Path: utzoo!attcan!utgpu!jarvis.csri.toronto.edu!mailrus!sharkey!itivax!dhw
From: dhw@itivax.iti.org (David H. West)
Newsgroups: comp.ai.neural-nets
Subject: Re: Back Propagation question... (follow up)
Message-ID: <1361@itivax.iti.org>
Date: 30 May 89 20:09:55 GMT
References: <226@cs.columbia.edu>
Reply-To: dhw@itivax.UUCP (David H. West)
Organization: Industrial Technology Institute
Lines: 24

In article <226@cs.columbia.edu> camargo@cs.columbia.edu (Francisco Camargo) writes:
]Hi there,
]| "dumping" (you mean "weighting") each change by 1/k, where k is the number
]| of the example (?) sounds really wierd, do you mean if you had four examples
]| in your training set changes from the fourth would be worth only a quarter
]| as much as changes from the second? surely you don't mean this!

]| tony plate

]My problem is that I can find any (theoretical) justification for the "online"
]method other that "Robins Monroe algorithm" (I may have misspelled his name, 
]for which I apologize, but I don't have my references near by). But then, the
]"dumping" factor is required for guaranteed convergence. I tried the "online"
]method and it does seem to perform better.

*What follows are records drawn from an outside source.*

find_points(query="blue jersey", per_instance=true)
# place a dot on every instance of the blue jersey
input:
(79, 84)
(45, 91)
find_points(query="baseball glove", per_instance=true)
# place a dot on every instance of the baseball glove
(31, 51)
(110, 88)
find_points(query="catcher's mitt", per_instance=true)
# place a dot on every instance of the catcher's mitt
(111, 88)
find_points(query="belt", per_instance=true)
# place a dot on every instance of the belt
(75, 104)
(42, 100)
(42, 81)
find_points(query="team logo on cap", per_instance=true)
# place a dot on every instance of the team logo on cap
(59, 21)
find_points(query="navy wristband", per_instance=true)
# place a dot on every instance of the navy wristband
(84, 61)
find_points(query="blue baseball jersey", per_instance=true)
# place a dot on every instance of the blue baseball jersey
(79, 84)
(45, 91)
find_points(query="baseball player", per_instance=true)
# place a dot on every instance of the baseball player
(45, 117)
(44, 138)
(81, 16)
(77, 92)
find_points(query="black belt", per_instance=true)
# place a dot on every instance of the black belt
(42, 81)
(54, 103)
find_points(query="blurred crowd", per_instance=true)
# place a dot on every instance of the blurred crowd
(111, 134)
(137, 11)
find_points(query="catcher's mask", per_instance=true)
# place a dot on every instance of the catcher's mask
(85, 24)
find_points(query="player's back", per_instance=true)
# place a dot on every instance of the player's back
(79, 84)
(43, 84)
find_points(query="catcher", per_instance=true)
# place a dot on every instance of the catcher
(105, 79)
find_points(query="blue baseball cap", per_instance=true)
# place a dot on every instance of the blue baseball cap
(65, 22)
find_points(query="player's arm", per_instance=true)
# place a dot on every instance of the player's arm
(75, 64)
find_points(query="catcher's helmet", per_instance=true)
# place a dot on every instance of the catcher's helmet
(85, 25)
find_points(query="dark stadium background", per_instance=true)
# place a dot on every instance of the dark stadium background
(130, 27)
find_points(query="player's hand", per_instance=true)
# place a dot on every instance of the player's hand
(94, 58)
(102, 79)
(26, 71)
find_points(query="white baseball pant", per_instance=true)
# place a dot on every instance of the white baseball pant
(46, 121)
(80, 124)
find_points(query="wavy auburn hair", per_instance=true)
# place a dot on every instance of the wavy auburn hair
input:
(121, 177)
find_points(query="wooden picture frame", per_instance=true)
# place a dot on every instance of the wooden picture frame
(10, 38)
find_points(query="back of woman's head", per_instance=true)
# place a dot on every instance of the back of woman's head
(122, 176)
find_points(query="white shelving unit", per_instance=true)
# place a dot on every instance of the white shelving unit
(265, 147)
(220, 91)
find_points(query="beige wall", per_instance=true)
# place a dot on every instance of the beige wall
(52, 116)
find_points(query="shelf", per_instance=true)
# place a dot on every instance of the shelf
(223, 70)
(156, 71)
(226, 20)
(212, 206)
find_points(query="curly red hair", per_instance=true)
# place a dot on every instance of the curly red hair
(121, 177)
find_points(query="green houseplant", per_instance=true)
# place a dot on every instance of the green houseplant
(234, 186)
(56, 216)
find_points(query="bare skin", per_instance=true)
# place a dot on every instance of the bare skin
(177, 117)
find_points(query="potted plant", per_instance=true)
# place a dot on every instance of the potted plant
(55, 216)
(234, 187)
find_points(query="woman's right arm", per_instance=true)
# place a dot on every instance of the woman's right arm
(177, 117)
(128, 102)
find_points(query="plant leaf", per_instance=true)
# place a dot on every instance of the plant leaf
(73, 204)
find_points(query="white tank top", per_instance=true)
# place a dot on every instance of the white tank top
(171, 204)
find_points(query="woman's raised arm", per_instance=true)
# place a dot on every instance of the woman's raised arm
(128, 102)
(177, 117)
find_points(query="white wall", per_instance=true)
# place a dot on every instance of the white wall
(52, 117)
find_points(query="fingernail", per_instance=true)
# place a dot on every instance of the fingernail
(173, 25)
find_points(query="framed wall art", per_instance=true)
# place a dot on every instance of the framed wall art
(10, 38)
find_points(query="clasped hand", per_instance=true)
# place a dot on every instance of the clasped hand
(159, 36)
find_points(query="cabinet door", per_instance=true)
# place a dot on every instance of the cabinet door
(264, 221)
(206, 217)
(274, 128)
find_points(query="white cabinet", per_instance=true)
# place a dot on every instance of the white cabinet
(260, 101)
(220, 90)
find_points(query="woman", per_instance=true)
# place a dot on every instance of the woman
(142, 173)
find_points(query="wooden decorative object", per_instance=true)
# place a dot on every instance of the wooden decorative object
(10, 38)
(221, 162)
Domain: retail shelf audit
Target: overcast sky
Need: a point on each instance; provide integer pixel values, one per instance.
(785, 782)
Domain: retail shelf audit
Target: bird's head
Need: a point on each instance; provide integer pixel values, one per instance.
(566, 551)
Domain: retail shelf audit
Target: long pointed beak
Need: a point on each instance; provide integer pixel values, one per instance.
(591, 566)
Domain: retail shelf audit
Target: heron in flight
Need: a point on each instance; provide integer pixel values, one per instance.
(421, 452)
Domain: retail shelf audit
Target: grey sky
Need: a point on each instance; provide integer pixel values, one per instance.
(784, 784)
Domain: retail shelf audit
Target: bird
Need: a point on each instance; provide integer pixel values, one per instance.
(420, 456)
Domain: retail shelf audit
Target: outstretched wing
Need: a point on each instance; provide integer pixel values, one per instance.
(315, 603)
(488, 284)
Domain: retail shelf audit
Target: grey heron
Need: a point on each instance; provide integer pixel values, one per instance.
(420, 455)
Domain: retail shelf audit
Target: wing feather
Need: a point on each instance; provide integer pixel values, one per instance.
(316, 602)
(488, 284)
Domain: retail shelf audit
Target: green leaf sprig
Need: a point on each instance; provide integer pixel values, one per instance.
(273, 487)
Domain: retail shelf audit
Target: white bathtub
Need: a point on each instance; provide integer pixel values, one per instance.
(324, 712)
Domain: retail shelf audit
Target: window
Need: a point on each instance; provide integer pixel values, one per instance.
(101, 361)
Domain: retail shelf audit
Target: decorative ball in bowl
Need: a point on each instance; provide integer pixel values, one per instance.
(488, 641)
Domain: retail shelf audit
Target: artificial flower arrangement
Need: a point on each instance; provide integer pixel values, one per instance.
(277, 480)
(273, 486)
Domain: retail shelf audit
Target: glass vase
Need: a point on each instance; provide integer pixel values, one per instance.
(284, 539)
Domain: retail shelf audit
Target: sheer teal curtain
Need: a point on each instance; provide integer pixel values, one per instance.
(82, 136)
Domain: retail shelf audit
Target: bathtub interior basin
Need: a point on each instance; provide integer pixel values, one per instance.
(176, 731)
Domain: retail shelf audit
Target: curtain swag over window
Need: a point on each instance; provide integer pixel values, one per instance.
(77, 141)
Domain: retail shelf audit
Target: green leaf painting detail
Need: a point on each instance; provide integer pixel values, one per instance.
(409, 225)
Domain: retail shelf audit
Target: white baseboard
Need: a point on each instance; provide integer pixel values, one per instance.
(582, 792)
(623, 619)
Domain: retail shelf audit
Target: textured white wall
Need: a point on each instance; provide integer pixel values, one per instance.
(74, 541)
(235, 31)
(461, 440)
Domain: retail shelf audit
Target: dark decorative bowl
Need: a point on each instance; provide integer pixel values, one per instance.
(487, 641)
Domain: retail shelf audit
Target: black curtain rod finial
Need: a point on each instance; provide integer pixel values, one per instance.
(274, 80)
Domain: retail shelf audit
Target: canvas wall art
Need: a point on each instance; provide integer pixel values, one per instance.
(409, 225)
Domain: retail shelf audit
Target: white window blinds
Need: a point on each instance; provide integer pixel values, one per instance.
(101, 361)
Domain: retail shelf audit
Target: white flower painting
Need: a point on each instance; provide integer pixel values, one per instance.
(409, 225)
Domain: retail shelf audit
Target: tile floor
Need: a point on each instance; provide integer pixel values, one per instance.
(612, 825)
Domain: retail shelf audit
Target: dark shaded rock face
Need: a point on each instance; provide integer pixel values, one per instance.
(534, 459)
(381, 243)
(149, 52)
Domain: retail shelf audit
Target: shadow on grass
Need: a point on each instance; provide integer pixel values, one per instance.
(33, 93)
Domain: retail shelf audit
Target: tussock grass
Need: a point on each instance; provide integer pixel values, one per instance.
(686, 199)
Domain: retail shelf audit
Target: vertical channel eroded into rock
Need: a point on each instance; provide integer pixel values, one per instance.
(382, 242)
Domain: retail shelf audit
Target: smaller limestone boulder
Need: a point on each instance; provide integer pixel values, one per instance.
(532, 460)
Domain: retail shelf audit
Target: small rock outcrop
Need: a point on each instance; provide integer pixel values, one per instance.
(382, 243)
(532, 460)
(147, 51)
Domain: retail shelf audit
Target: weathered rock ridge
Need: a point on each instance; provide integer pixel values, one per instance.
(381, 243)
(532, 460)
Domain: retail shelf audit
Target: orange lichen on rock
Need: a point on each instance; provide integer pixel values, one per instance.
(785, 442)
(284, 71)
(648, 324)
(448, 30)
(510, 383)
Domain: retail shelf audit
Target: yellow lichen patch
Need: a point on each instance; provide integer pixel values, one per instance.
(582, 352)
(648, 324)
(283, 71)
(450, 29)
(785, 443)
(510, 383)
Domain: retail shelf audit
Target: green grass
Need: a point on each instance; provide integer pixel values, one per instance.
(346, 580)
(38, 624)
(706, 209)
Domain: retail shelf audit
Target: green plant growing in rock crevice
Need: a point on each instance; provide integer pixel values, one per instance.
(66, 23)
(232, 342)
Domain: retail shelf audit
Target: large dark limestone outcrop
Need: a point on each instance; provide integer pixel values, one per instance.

But, WHY does it work ? How come it
]converges so well (despite of making {a_k}=1) ?

]/Kiko.
]camargo@cs.columbia.edu

It's related to an old statistical hack for calculating the change
in the mean of a set of observations when another is added.  That 
formula takes 2 or 3 lines of algebra to derive, on a bad day.

-David       dhw@itivax.iti.org